The real failure of Mumbai is a paucity of the imagination, a pettiness and provincialism in its thinking.

When I learnt of the death of MF Husain last month, I felt that another part of Bombay had died, perhaps a final and now irretrievable piece. The official name change to Mumbai, in 1995, was but a mile marker in a process that began at least a decade earlier. Communal riots, bomb blasts and a parochial local politics, oriented around the grievances of a majority behaving as a beleaguered minority, had already signalled the death knell of a formerly great metropolis. The passing away of Husain, living in enforced exile from this city that nurtured his art, is thus a footnote in a long and perhaps inexorable process of decline. Today, cosmopolitan Bombay has already all but become provincial Mumbai.

That lost Bombay, a romantic city of the imagination that struggles to articulate its dying existence in the quotidian commerce of Mumbai, was always premised on the coexistence of its many founding communities, ethnicities and faiths. It is the city not only of Husain, but of many other great writers, scholars and artists who have flown from its bourn. The literary critic Homi Bhabha, a Bombayite himself, writes of “this teeming hinterland of the city with layered communities” in his evocation of the old Bombay’s many neighbourhoods, with Hindus, Muslims, Christians, Jains, Parsis and Jews, living cheek by jowl.

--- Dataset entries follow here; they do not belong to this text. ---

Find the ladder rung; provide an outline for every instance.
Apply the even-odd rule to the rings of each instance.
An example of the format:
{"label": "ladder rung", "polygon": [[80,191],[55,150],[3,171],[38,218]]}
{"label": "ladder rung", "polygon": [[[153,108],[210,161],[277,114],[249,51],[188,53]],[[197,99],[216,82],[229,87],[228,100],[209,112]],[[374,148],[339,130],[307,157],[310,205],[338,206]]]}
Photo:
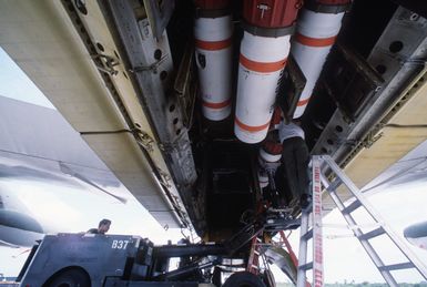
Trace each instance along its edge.
{"label": "ladder rung", "polygon": [[327,188],[329,192],[335,191],[343,184],[343,181],[339,177],[336,177],[333,182],[331,182],[329,187]]}
{"label": "ladder rung", "polygon": [[350,214],[353,213],[355,209],[357,209],[358,207],[360,207],[360,202],[359,201],[354,201],[350,205],[348,205],[347,207],[345,207],[343,209],[343,214]]}
{"label": "ladder rung", "polygon": [[385,233],[386,232],[384,230],[383,227],[378,227],[372,232],[368,232],[368,233],[365,233],[365,234],[358,236],[358,238],[359,238],[359,240],[368,240],[370,238],[377,237],[377,236],[385,234]]}
{"label": "ladder rung", "polygon": [[306,263],[306,264],[303,264],[303,265],[298,266],[298,269],[299,269],[299,270],[309,270],[309,269],[313,269],[313,262]]}
{"label": "ladder rung", "polygon": [[398,263],[398,264],[392,264],[386,266],[378,267],[379,270],[384,271],[390,271],[390,270],[399,270],[399,269],[410,269],[414,268],[413,263]]}
{"label": "ladder rung", "polygon": [[308,240],[309,238],[313,237],[313,228],[306,232],[304,235],[301,236],[302,240]]}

My literary friends sometime forget that cultural efflorescence springs from economic dynamism, and very rarely the reverse. The roots of Bombay’s centrality as the commercial and financial capital of India, a position it wrested from Calcutta in the decade or so following independence, were laid much earlier, by the Merchant Princes in the 19th century, and by successive business houses in the years that followed. They gave Bombay the economic muscle to become the new nation’s cultural capital, a crown ceded only fitfully by Calcutta. That once-great city by the other sea tells its own cautionary tale: Secular economic decline leads eventually to intellectual and cultural decay, and a once thriving bazaar of ideas becomes a moribund curatorial culture of embalming and preserving the desiccated relics that remain.


But Mumbai’s political leaders did not heed the warning of Kolkata’s demise, and have done their best to accelerate, not attenuate, this Marathi take on the Bengali syndrome. Even a casual visitor cannot help but be struck by the city’s antiquated infrastructure, creaking under the strain of its 10 or 15 million inhabitants.

The real failure of Mumbai is a paucity of the imagination, a pettiness and provincialism in its thinking. For all of its many faults, the old imperial capital, Delhi, has always understood the intimate, even filial, relationship between economic and political ascendency on the one hand and cultural and intellectual primacy on the other. After forfeiting these first to Calcutta and then to Bombay, it has now aggressively reasserted its position as India’s premier metropolis. Whether literary, artistic, or culinary, it’s more liking to be happening in Delhi these days than in Mumbai. In a nation in which the state still plays a dominant role, this was perhaps inevitable. But Mumbai could have done more to parlay its one remaining asset —being a financial centre — into the bait that would draw back its artists and intellectuals, and foster the growth of new, home-grown ones as well. That dream, too, remains stillborn.

Published in The Express Tribune, July 26th,  2011.